Focusing on rhinos, although it is always incredibly sad to hear of rhinos dying, the number lost represents less than 1% of Kaziranga’s total population of Greater one-horned rhinos (yet this is more than the number of Assam’s total rhinos lost to poaching in a year (in 2017, only nine rhinos were killed by poachers in Assam State). However, this loss is unlikely to have a large negative impact on the population or its future growth, and Kaziranga will retain its status as the home of the largest population of Greater one-horned rhinos in the world.
However, whilst the floods are a natural, annual occurrence in Assam, their impacts on rhinos and wildlife can be exacerbated by human development. As roads, shops, restaurants and hotels have been built around Kaziranga, this has impacted the movement of wildlife, blocking their passage to higher land, where they would naturally retreat during floods. To try and redress the balance, conservationists in the Park have constructed artificial highlands to act as refuges for animals fleeing the rising waters. Some of the Park’s rhinos have been seen using these highlands, showing their importance as an alternative to natural refuge areas.

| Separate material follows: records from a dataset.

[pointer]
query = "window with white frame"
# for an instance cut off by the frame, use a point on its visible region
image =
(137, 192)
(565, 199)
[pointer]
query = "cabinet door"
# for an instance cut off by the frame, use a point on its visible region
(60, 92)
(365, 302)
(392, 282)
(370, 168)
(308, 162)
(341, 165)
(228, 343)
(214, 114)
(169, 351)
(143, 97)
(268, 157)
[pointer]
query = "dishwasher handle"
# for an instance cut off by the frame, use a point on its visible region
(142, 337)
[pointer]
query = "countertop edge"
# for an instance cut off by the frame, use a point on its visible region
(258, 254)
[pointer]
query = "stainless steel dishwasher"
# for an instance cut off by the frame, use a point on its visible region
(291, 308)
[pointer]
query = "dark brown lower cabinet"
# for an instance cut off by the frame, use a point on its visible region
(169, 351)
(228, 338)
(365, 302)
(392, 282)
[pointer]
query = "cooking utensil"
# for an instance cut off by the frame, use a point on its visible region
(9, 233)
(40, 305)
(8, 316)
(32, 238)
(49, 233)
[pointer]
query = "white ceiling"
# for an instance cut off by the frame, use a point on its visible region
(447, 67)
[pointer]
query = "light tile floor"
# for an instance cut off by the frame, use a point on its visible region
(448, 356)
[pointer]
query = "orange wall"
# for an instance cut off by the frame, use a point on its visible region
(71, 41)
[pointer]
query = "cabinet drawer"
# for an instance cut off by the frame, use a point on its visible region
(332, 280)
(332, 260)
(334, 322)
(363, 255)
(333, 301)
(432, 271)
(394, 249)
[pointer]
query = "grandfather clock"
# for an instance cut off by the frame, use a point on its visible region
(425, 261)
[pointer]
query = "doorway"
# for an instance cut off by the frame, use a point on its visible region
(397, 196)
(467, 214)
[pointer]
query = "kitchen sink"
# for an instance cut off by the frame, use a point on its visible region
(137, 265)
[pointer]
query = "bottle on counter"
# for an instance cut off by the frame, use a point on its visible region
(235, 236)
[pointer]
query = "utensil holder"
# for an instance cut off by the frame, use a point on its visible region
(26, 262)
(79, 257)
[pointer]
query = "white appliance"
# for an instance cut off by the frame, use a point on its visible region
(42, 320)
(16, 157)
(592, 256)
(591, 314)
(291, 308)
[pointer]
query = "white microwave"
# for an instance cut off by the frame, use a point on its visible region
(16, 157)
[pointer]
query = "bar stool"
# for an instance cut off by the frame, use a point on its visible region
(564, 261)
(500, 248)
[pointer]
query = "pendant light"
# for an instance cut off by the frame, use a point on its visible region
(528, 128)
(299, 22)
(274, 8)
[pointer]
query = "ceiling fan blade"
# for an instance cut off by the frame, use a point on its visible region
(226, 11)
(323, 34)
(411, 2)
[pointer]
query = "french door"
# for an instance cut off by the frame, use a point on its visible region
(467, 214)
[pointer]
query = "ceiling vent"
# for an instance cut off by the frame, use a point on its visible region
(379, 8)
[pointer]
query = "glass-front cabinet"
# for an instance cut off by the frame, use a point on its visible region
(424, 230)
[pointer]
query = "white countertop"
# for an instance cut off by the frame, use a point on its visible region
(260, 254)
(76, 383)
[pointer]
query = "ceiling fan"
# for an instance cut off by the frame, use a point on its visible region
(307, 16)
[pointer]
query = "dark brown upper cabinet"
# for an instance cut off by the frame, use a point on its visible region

In some hopeful news, 72 animals have been rescued from the floodwaters, including five rhinos. They have received expert care, and many have already been released, giving them a second chance to thrive in the Park.
The rainy season will continue until October, but for now, the floodwaters have started to recede in Kaziranga National Park, taking the pressure off both the wildlife and people that call the area home.